Beyond the Blank Screen : Internet-Delivered Psychodynamic Therapy for Adolescent Depression: Evaluating Non-Inferiority, the Role of Emotion Regulation, and Sudden Gains

Abstract: Adolescent major depressive disorder (MDD) is a common and debilitating disorder, associated with clinically significant distress and impairment in functioning. A vast array of negative consequences of adolescent MDD have also been found to extend into adulthood. Still, the majority of affected youths do not receive adequate treatment. Internet-delivered interventions address many barriers to treatment, for instance stigma and lack of qualified psychiatric care. However, the most studied internet-delivered treatment, internet-delivered cognitive behavioural therapy (ICBT), leads to clinically meaningful change in somewhat less than 50% of participants. These results indicate the need for treatment alternatives. This thesis consists of three empirical studies examining a newly developed such alternative, internet-delivered psychodynamic treatment (IPDT). Study 1 (n = 272) was a randomised controlled trial, testing whether IPDT was non-inferior to ICBT for depressed adolescents (15–19 years). Results indicated that both treatments were effective, with large within-group effects, and that IPDT was non-inferior to ICBT. No significant differences were noted on primary or secondary outcomes in the intent-to-treat analyses.
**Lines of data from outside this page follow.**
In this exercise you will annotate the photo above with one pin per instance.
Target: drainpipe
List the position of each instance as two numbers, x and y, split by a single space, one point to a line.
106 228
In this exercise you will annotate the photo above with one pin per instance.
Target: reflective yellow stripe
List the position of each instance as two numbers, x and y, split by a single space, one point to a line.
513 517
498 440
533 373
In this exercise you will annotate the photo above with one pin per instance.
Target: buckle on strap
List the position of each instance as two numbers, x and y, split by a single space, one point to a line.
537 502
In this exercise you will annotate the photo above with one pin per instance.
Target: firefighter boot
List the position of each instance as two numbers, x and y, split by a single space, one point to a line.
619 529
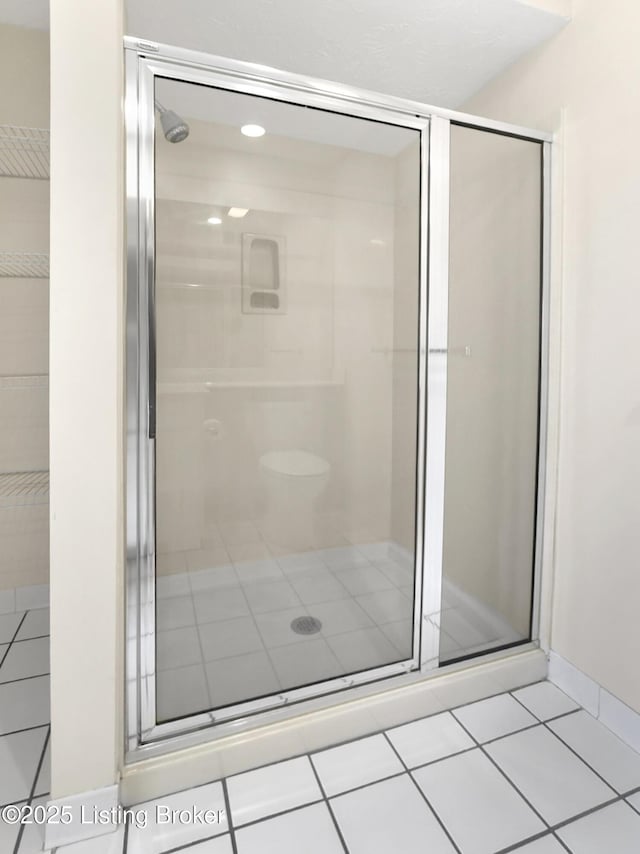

Study 2 (n = 67) tested emotion regulation as a baseline predictor of rate of change, and whether intra-individual change in emotion regulation was a mechanism of change in IPDT. Results indicated that patients with relatively more severe deficits in emotion regulation had a steeper trajectory towards improvement. Intra-individual changes in emotion regulation also predicted improvements in the subsequent week, indicating that emotion regulation acted as a mechanism of change in IPDT. Study 3 (n = 66) tested whether sudden gains (SGs) and large intersession improvements (LIIs; defined as SGs without demanding symptom stability pre- and post-gain) were associated with superior outcome. LIIs were associated with improved outcome at post-treatment and at follow-up, whilst SGs were not. Overall, the above findings suggest that IPDT is a viable alternative to ICBT for depressed adolescents, that IPDT partly works through increases in emotion regulation and that patients who improve suddenly, between consecutive weeks in IPDT, are more likely to benefit from treatment.